スマホやPC、ネットワークカメラなどに専用SIMを挿入するだけで使用可能で、簡単に導入・運用できるのもポイントです。また、インターネット接続時には社内LANを経由するため、社内のセキュリティポリシーを一貫して適用することができます。
情報資産の安全なクラウド管理には「Box」
メールを悪用したサイバー攻撃対策には、安全なコンテンツクラウドの活用が有効です。コンテンツ管理とコラボレーションを一元化することで、メール依存の情報共有から脱却し、セキュリティを強化できます。

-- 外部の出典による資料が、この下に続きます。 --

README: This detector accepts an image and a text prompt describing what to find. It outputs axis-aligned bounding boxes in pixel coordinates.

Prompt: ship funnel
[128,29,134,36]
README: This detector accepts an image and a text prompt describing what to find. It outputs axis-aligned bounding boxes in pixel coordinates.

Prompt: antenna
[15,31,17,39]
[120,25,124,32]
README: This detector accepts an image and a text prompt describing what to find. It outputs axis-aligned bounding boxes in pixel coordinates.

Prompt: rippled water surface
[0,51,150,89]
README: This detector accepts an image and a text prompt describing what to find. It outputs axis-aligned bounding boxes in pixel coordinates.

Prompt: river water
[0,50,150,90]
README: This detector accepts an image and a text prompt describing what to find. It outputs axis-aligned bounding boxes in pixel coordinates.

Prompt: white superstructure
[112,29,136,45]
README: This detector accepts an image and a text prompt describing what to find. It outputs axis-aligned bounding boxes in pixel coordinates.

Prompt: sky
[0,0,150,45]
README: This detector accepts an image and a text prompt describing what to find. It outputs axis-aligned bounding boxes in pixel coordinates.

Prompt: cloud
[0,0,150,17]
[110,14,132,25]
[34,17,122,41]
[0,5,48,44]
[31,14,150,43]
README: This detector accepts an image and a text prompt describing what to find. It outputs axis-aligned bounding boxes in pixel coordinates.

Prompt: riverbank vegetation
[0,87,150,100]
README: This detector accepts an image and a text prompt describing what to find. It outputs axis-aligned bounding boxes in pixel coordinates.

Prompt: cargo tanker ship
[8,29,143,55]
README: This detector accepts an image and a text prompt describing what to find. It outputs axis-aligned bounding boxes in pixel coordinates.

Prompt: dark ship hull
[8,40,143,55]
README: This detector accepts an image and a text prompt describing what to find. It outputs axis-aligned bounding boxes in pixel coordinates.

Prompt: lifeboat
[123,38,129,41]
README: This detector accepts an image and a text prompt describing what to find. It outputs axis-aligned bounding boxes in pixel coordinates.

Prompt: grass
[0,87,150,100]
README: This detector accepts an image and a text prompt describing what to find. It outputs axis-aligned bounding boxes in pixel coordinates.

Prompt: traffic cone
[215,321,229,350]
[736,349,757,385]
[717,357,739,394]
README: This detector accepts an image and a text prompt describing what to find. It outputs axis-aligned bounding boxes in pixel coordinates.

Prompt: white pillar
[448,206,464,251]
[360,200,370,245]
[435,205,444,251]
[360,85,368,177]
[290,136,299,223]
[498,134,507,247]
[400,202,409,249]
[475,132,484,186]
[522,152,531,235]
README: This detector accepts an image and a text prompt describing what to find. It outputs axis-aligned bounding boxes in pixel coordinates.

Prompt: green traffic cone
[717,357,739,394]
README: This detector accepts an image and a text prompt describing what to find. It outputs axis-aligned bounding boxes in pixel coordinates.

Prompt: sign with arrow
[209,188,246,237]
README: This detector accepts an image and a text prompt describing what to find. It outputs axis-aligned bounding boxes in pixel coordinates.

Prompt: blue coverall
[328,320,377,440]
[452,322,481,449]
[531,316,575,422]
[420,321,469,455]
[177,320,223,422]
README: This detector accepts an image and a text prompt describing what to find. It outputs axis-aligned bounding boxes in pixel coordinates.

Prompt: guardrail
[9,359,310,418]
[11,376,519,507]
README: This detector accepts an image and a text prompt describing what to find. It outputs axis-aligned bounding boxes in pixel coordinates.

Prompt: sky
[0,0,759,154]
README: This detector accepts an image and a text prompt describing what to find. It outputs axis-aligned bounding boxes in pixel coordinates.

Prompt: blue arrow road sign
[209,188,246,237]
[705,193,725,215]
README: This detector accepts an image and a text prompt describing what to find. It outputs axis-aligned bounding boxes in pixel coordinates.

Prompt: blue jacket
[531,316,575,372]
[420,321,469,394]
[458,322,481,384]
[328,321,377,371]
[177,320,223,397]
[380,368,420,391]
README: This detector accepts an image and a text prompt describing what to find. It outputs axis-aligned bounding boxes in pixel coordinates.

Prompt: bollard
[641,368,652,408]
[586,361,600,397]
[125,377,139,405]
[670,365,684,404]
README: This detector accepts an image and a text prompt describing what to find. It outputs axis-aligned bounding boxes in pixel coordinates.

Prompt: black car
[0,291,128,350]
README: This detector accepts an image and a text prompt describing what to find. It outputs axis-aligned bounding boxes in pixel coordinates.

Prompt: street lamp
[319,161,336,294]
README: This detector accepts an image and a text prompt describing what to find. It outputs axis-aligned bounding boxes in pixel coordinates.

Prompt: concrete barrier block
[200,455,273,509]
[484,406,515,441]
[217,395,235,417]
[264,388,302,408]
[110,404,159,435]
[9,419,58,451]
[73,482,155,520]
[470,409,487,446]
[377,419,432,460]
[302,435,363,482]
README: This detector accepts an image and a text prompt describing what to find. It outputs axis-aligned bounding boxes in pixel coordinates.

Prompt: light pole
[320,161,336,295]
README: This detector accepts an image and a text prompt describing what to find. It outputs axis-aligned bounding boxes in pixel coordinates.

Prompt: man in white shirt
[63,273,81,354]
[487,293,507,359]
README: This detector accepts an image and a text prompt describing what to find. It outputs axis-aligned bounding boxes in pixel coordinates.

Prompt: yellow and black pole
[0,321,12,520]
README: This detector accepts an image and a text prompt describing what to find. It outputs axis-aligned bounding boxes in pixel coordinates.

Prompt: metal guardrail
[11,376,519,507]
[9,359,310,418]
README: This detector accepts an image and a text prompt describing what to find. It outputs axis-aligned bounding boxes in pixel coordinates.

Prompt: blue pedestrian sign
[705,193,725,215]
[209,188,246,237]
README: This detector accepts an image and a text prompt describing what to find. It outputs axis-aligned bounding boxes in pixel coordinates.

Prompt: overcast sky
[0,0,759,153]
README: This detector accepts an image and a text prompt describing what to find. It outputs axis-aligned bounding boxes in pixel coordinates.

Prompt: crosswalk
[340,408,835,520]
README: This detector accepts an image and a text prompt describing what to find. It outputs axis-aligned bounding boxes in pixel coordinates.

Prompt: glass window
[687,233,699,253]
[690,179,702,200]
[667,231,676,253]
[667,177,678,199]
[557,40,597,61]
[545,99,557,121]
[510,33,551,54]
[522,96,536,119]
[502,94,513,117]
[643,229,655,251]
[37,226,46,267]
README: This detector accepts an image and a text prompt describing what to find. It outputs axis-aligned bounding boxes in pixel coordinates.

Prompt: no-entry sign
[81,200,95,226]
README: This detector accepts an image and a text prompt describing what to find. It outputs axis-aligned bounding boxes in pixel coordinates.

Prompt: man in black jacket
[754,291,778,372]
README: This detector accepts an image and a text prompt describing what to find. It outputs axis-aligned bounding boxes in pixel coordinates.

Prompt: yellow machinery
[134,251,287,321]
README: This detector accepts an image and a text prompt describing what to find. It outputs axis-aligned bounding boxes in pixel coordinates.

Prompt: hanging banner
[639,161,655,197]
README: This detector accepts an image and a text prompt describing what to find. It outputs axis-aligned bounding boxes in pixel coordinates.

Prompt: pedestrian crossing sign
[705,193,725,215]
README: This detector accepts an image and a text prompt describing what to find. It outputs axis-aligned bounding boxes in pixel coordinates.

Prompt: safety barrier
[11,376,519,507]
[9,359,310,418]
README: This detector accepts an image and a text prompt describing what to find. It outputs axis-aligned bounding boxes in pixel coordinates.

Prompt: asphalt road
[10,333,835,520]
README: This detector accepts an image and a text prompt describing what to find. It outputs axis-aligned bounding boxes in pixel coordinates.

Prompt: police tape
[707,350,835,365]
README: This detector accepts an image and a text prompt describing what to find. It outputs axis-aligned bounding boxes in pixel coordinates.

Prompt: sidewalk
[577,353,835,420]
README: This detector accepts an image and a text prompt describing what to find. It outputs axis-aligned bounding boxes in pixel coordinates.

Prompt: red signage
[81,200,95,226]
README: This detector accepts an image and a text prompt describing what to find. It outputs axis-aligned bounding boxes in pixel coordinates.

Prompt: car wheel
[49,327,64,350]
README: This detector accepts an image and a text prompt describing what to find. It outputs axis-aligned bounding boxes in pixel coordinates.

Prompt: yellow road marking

「Box」は、各国の政府機関や金融機関、医療機関にも採用される、世界最高水準のセキュリティを誇るクラウドストレージです。有料版のBoxでは、7種類のアクセス権限の付与、70種類以上のログ監視、保存および通信データの暗号化、機械学習を活用したサイバー攻撃の検知など、さまざまなセキュリティ対策が講じられています。
Boxは容量無制限のため、機密情報を含むあらゆるファイルを安全に保存・共有できます。また、オンライン共同編集機能やユーザーに対する二要素認証を備えており、社内外を問わない安全なコラボレーション環境を提供します。
機械学習を利用した高精度なマルウェア検知機能を提供しているのも、Boxを採用する利点です。一般的なアンチウイルスソフトでは検知が難しい場合があるマルウェアも、Boxを通じて情報共有すればメールの添付ファイルを使用する必要がなくなります。
まとめ
サイバー攻撃は年々高度化し、個人や企業に大きな被害をもたらしています。身近な対策としては、ウイルス対策ソフトの導入や強力なパスワードの設定が有効です。企業は従業員教育によるセキュリティ意識の向上や、ゼロトラストセキュリティなど複合的な対策の導入が求められます。
平時からの備えはもとより、有事の際の迅速な対応が不可欠です。自社のセキュリティ対策を見直し、改善していくことが重要です。